Но к тому времени, когда Эйзенхауэр сделал это заявление, физика термоядерных взрывов разрушила его логику. Критическим событием стало BRAVO - американское испытание, проведенное в Тихом океане 1 марта 1954 года и вышедшее из-под контроля. Мощность взрыва составила 15 мегатонн, что в три раза больше ожидаемых пяти, или в 750 раз больше мощности атомной бомбы в Хиросиме. В результате взрыва радиоактивные осадки разлетелись на сотни километров в сторону ветра, заразив японское рыболовное судно и убив одного из членов его экипажа. Менее опасные обломки вызвали срабатывание детекторов радиации по всему миру. Вопрос, поставленный перед ядерным оружием, был суров: если один термоядерный взрыв может привести к глобальным экологическим последствиям, то каковы будут последствия применения десятков, сотен или даже тысяч единиц ядерного оружия?
Первый ответ, как ни странно, пришел от Георгия Маленкова, замасленного аппаратчика с одиозным послужным списком, который, скорее по счастливой случайности, чем по умению, оказался в триумвирате, сменившем Сталина. Через 12 дней после испытания BRAVO Маленков удивил своих коллег, а также западных наблюдателей за Советским Союзом, публично предупредив, что новая мировая война, ведущаяся с применением "современного оружия", будет означать "конец мировой цивилизации". Советские ученые быстро подтвердили в сверхсекретном докладе кремлевскому руководству, что взрыв всего сотни водородных бомб может "создать на всем земном шаре условия, невозможные для жизни".
Тем временем аналогичный вывод формировался в сознании гораздо более выдающегося государственного деятеля, ранее не отличавшегося пацифистскими наклонностями. Уинстон Черчилль, вновь ставший премьер-министром Великобритании, всего несколькими годами ранее призывал американцев спровоцировать военную конфронтацию с Советским Союзом, пока сохраняется их атомная монополия. Но теперь, после BRAVO, он полностью изменил свою позицию, указав своему военному союзнику Эйзенхауэру на то, что всего несколько таких взрывов на британской территории приведут к тому, что его страна станет непригодной для жизни. Однако это не обязательно было плохой новостью. "Новый террор, - заявил старый вояка в Палате общин, - вносит определенный элемент равенства в уничтожение. Как ни странно, именно на универсальность потенциального уничтожения, как мне кажется, мы можем смотреть с надеждой и даже уверенностью".

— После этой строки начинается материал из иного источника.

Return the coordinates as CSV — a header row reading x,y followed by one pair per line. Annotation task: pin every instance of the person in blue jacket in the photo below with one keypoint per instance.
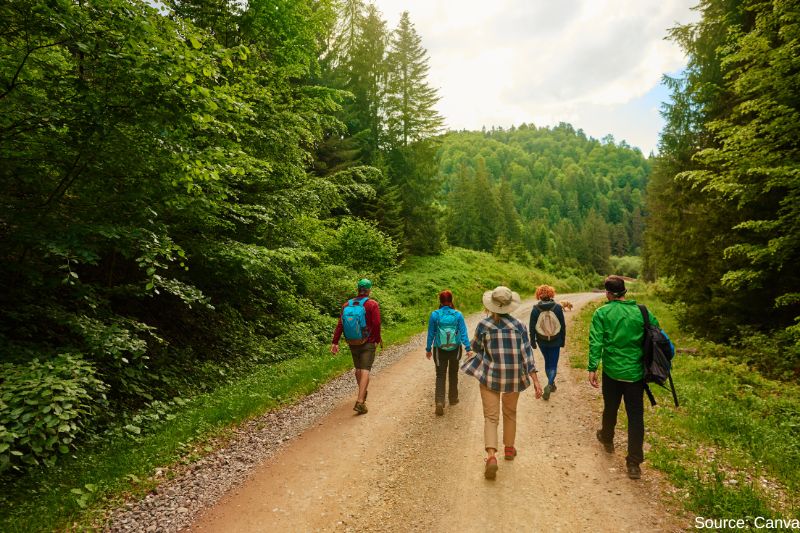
x,y
447,333
549,334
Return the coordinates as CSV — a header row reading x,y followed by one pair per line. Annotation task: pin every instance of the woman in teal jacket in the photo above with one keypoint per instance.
x,y
447,332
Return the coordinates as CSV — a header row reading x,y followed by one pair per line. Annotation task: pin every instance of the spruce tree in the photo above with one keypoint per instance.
x,y
410,100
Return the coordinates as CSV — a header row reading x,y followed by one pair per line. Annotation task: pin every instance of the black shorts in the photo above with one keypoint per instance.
x,y
363,355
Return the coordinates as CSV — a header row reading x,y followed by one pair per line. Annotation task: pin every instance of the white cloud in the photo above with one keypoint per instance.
x,y
511,61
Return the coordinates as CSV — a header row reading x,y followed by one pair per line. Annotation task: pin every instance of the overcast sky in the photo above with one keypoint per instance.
x,y
596,64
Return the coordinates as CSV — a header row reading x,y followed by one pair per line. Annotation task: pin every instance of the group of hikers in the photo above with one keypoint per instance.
x,y
500,355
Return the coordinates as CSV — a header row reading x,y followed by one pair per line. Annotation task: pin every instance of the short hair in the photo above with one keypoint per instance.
x,y
445,298
545,292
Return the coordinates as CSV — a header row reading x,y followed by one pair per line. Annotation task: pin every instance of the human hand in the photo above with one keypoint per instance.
x,y
537,387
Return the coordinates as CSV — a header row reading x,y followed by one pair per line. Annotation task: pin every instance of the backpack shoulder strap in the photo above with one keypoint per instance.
x,y
645,314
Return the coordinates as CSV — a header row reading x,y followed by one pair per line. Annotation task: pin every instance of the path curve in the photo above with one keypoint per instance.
x,y
401,468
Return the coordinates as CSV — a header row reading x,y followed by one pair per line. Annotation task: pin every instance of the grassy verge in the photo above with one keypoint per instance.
x,y
733,447
77,492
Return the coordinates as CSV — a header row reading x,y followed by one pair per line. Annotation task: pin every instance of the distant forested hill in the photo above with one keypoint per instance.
x,y
551,192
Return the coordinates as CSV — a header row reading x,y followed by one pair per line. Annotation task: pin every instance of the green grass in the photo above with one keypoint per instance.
x,y
121,467
733,447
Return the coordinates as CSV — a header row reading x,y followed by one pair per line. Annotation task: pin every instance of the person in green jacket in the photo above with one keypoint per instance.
x,y
615,339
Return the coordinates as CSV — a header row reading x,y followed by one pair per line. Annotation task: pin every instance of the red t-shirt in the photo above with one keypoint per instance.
x,y
373,316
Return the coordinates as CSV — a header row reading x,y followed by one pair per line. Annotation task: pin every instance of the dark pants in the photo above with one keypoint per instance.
x,y
633,393
446,365
550,354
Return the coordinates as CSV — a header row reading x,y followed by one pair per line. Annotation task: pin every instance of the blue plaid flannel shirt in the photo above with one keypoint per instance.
x,y
503,358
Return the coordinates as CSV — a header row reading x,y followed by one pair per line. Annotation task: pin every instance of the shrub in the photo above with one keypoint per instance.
x,y
44,406
627,265
361,246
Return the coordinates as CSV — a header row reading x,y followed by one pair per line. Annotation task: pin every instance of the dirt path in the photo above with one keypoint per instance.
x,y
401,468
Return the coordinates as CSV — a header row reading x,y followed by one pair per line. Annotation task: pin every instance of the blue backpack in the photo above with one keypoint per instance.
x,y
447,329
354,321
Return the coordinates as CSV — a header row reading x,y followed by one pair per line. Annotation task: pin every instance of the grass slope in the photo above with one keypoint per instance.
x,y
733,447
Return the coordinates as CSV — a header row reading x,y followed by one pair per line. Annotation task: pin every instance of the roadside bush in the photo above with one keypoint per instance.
x,y
44,407
626,265
360,245
775,355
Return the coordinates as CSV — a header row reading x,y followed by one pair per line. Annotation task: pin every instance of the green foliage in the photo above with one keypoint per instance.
x,y
552,193
723,199
743,455
44,406
628,265
360,246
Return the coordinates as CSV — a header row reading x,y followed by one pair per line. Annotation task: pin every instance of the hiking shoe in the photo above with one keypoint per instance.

Действительно, странно, что столь непохожие друг на друга лидеры, как Маленков и Черчилль, практически в одно и то же время говорили об одном и том же. Однако для них последствия "равенства в уничтожении" были очевидны: поскольку война с применением ядерного оружия может уничтожить то, что оно призвано защищать, такая война не должна вестись никогда. В очередной раз общее ощущение ядерной опасности преодолело различия в культуре, национальности, идеологии, морали, а в данном случае еще и в характере. Но ни один из этих лидеров не был в состоянии определять стратегию "холодной войны": Кремлевские коллеги Маленкова быстро понизили его в должности за пораженчество, а Черчилля возраст и нетерпеливые подчиненные заставили уйти с поста премьер-министра в начале 1955 года. Эйзенхауэру и сместившему Маленкова Никите Хрущеву предстояло найти баланс между страхами и надеждами, которые теперь связывались с термоядерной революцией.
VII.
Айзенхауэр сделал это изысканно, но страшно: он был одновременно самым тонким и жестоким стратегом ядерной эпохи. Физические последствия термоядерных взрывов ужасали его не меньше, чем Маленкова и Черчилля: "Атомная война уничтожит цивилизацию", - утверждал он через несколько месяцев после испытания BRAVO. "Погибнут миллионы людей... . . Если Кремль и Вашингтон когда-нибудь сцепятся в войне, результаты будут слишком ужасны, чтобы их представить".Когда в начале 1956 г. ему сказали, что советское нападение на Соединенные Штаты может уничтожить все правительство и погубить 65% американского населения, он признал, что "придется буквально выкапывать себя из пепла и начинать все сначала". Вскоре после этого он напомнил своему другу, что "война подразумевает соревнование". Но что это будет за соревнование, если "перспектива близка к уничтожению противника и самоубийству для себя"? К 1959 г. он мрачно утверждал, что в случае войны "с таким же успехом можно пойти и перестрелять всех, кого видишь, а потом застрелиться самому".